Exporting to S3 via API never returns Finished status
Summary
When using the export API to export a project to an S3 bucket, the export_status
never returns finished
as one would expect when the export has completed. Instead, the only export_status
returned when using this method is none
which can be counterintuitive and limiting if programmatically exporting multiple projects using a script. This also differs from regular API exports.
Steps to reproduce
- Create an S3 bucket and generate a pre-signed URL. In my case, I used boto3 and a python script to generate it. The results look something like this:
❯ python3 export_script_b.py --bucket-name cbledsoe-test-bucket --object-name download
curl -i --request PUT --upload-file download 'https://cbledsoe-test-bucket.s3.amazonaws.com/download?X-Amz-Algorithm=AWS4-HMAC-SHA256&X-Amz-Credential=XXXus-east-1%2Fs3%2Faws4_request&X-Amz-Date=20210329T214809Z&X-Amz-Expires=3600&X-Amz-SignedHeaders=host&X-Amz-Signature=XXX'
- Do a curl POST export as outlined by our documentation using the previously generated pre-signed URL
❯ curl --request POST --header "PRIVATE-TOKEN: <MY_PAT>" "https://gitlab.com/api/v4/projects/24702853/export" \
--data "upload[http_method]=PUT" \
--data-urlencode "upload[url]=https://cbledsoe-test-bucket.s3.amazonaws.com/download?X-Amz-Algorithm=AWS4-HMAC-SHA256&X-Amz-Credential=XXXus-east-1%2Fs3%2Faws4_request&X-Amz-Date=20210329T214809Z&X-Amz-Expires=3600&X-Amz-SignedHeaders=host&X-Amz-Signature=XXX"
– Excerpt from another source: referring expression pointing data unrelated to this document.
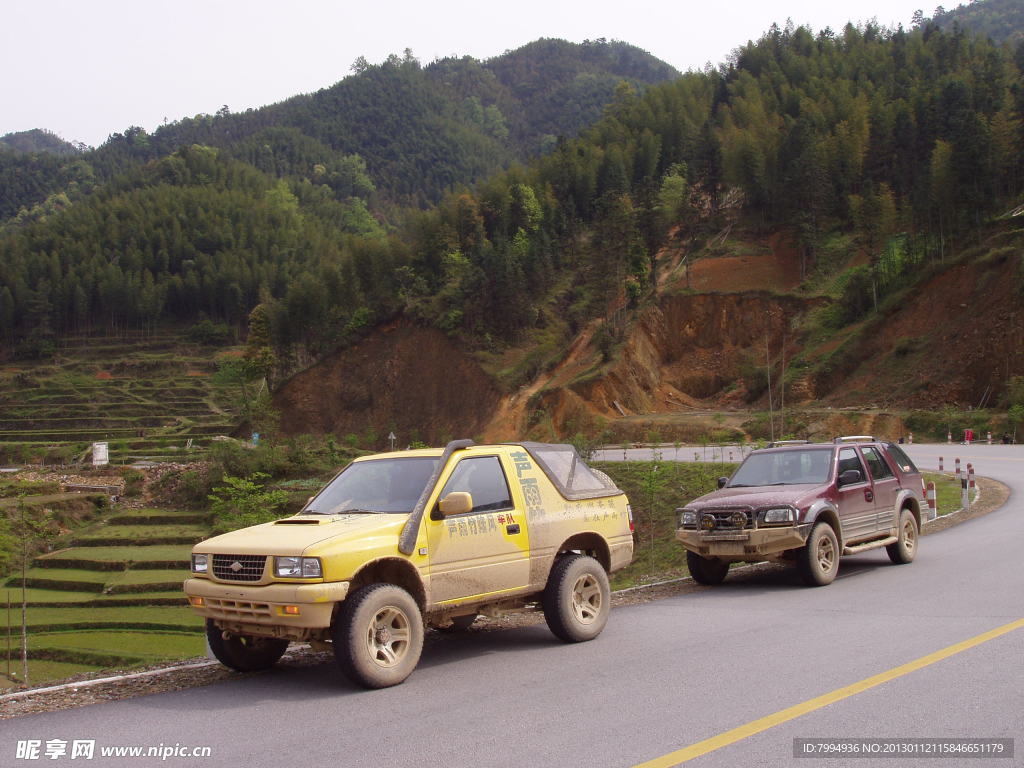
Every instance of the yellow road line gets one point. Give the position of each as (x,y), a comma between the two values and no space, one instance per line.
(756,726)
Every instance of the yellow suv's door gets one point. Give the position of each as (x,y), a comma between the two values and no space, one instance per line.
(485,550)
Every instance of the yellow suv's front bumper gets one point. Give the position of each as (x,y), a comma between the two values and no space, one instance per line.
(296,605)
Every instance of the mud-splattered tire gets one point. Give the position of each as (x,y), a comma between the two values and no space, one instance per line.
(707,570)
(818,559)
(578,599)
(906,547)
(378,636)
(243,652)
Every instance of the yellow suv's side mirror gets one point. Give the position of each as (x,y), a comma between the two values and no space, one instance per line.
(457,503)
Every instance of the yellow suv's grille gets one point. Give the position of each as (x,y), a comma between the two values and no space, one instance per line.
(239,567)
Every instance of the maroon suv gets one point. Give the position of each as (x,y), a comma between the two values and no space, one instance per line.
(806,502)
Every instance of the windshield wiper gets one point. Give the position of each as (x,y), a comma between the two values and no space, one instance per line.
(352,511)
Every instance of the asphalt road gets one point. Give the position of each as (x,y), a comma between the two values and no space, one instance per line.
(742,665)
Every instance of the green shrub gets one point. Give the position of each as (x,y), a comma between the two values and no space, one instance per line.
(241,502)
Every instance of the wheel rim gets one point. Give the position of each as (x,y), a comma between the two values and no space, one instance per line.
(587,599)
(909,537)
(388,636)
(825,554)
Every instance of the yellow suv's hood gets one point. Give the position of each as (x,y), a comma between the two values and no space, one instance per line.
(294,536)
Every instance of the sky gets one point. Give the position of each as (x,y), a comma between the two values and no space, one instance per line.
(86,69)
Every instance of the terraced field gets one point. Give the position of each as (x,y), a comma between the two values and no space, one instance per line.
(110,599)
(150,397)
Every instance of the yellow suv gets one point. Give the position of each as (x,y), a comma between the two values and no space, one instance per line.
(399,541)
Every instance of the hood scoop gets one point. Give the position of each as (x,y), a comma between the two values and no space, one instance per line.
(300,521)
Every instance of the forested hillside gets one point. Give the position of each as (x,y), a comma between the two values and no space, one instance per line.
(905,142)
(420,129)
(38,140)
(1003,20)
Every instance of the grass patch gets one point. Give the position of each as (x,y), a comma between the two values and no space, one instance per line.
(172,615)
(44,671)
(151,645)
(177,553)
(655,491)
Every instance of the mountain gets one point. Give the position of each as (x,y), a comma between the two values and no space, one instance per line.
(37,140)
(1000,20)
(866,162)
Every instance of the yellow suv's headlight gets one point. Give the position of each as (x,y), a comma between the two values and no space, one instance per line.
(297,567)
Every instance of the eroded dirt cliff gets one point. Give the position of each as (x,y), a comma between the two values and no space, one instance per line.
(406,378)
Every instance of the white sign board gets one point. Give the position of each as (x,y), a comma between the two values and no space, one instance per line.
(100,454)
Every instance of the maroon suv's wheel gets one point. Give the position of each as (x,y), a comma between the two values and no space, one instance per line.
(818,559)
(906,547)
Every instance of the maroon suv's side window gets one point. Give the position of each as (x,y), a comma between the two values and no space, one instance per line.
(901,459)
(880,470)
(848,459)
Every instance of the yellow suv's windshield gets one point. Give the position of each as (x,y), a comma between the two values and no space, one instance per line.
(379,485)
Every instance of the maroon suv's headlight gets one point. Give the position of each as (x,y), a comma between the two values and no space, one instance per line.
(779,515)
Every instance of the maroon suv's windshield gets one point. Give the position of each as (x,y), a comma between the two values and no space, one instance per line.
(790,467)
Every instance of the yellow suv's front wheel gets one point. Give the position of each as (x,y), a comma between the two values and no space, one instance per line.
(378,636)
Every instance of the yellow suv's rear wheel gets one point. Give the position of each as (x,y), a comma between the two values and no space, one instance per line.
(578,598)
(378,636)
{"message":"202 Accepted"}%
In this case, there was a 202 accepted and the file was uploaded as expected a few seconds later:
- Immediately check the status of the export:
❯ curl -s --header "PRIVATE-TOKEN: <REDACTED>" https://gitlab.com/api/v4/projects/24702853/export | jq
{
"id": 24702853,
"description": "",
"name": "cbledsoe-small-project",
"name_with_namespace": "GitLab.com - Gold / cbledsoe-test / cbledsoe-small-project",
"path": "cbledsoe-small-project",
"path_with_namespace": "gitlab-gold/cbledsoe-test/cbledsoe-small-project",
"created_at": "2021-02-25T21:04:46.477Z",
"export_status": "none"
}
Note how the export_status
is none
.
What is the current bug behavior?
When exporting to an S3 bucket via our API, the export_status
returns none
immediately after export.
What is the expected correct behavior?
When exporting to an S3 bucket via our API, the export_status
should return Finished
immediately after export.
Additional Thoughts
Note that this behavior does differ on how it works when doing regular exports:
❯ curl --request POST --header "PRIVATE-TOKEN: <REDACTED>" https://gitlab.com/api/v4/projects/24702853/export
{"message":"202 Accepted"}%
❯ curl -s --header "PRIVATE-TOKEN: <REDACTED>" https://gitlab.com/api/v4/projects/24702853/export | jq
{
"id": 24702853,
"description": "",
"name": "cbledsoe-small-project",
"name_with_namespace": "GitLab.com - Gold / cbledsoe-test / cbledsoe-small-project",
"path": "cbledsoe-small-project",
"path_with_namespace": "gitlab-gold/cbledsoe-test/cbledsoe-small-project",
"created_at": "2021-02-25T21:04:46.477Z",
"export_status": "finished",
"_links": {
"api_url": "https://gitlab.com/api/v4/projects/24702853/export/download",
"web_url": "https://gitlab.com/gitlab-gold/cbledsoe-test/cbledsoe-small-project/download_export"
}
}
Output of checks
This happens on GitLab.com 13.11.0-pre a3f68244
ZD Tickets
Proposed solution
The method that returns export status returns none
as the last resort.
The web upload strategy deletes the export file after it's done uploading the file to the destination. Since the export file no longer exists, the export status is set to none
.
To fix this, we should just leave (not remove) the export file, which would follow the same logic we have for the other export.